EY: Cybersecurity the top risk for telcos in 2024

When EY publishes its annual study on the "top ten risks" facing the telecom sector for the coming year, cybersecurity is usually in the top three. For the consultancy’s 2024 edition it has moved, ominously, into the number one position.  

"Our own research indicates that telcos are spending more annually on dealing with cyber threats, but there has been a layering of maybe additional anxiety because of GenAI," Adrian Baschnonga, lead analyst at EY's Global TMT division, told Light Reading. "There’s an accountability and transparency need that seems to be growing compared to, say, the last wave of privacy and data security regulation surrounding GDPR [general data protection regulation]."

EY frames the number one 2024 risk as "underestimating changing imperatives in privacy, security and trust," which is based on qualitative input (conversations with C-level execs) combined with its own quantitative research.

The latter finds an equal measure of optimism and concern when it comes to Generative AI, which, using large language models, can create new material ranging from text to images and music.

In a recent EY study of attitudes towards AI, four in five telcos – encouraged that GenAI offers major opportunities to accelerate digital transformation across their business – agreed that AI was a "force for good." However, nearly as many accepted there were security and related risks to consider. About three quarters of TMT companies believed they needed to do more to mitigate against AI "bad actors."

More GenAI, more risk

The initial telco use cases for GenAI tools typically revolve around customer interactions and making them more efficient. Improving network automation with clever AI algorithms (based on machine learning) is another goal, albeit perhaps a bit further down the line.

"All this raises a number of questions," added Tom Loozen, global telecommunications leader at EY. "What type of data will you capture? How do you store it? There are a lot of additional things to suddenly consider." 

And the data governance stakes markedly increase, he noted, if the data breached extends beyond customer interactions to core network operations. "Telcos’ dependency on being secure and having the right data to inform various functions will only become larger," said Loozen.

Other EY research reveals a failure among the non-IT workforce to adhere to best security practice – cited by 52% of telcos in a cybersecurity study (well above the cross-sector average of 38%) – and a perception of too many attack surfaces to protect.

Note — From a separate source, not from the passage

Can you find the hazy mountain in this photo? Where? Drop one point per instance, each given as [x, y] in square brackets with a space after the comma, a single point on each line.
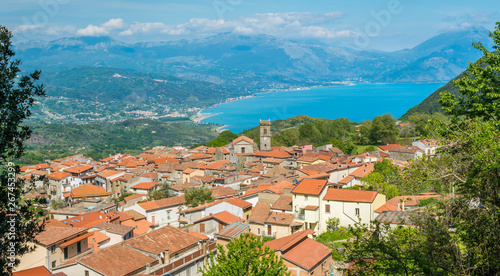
[262, 61]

Both Baschnonga and Loozen caveated, however, that these findings should not necessarily be taken at face value. "I think [telcos] are very aware of how things should be [on adopting best practice], which makes them more self-critical," suggested Loozen.

Longstanding risks

Among the other top ten risks facing telcos in 2024 are a number of perennials previously identified by EY: insufficient talent and skills management (third); inability to take advantage of new business models (fifth); inefficient engagement with external ecosystems (eighth); and failure to maximize the value of infrastructure assets, although this seems to be receding (tenth).

Loozen, however, identified number five (not taking advantage of new business models) as a risk that may also recede in the coming years for those telcos aiming to unlock revenue streams in the B2B space.

Despite telcos suffering a longstanding "credibility gap" in the eyes of enterprises when it comes to digital transformation, often playing second and third fiddle to other players in the ecosystem (systems integrators and professional services firms), Loozen anticipated a more prominent role for telcos looking to grow the top line via B2B services. "I would expect things to become a bit more favorable for them when they really go into providing services enabled by 5G SA – a trigger for network slicing – and [adopt] open API programmable interfaces," he said.

Programmable networks with security on demand – or being able to scale up QoS at a specific spot and at a specific time – were among the promising capabilities flagged by Loozen to enable telcos to make inroads into the enterprise market.        

Occupying the number four position in EY’s 2024 risk ranking is "poor management of sustainability agenda," although Baschnonga does not see telcos as being particularly lax when compared with other industry sectors. "What's notable in the last 12 months is a drive to broaden reporting around ESG, which is a challenge for them, particularly on Scope 3 emissions," he said.

The number one risk identified by EY for 2023 – insufficient response to customers during the cost-of-living crisis – only slipped down to number two for 2024. EY research indicates there is strong demand from consumers for greater price transparency and fixed price guarantees over the lifetime of a contact.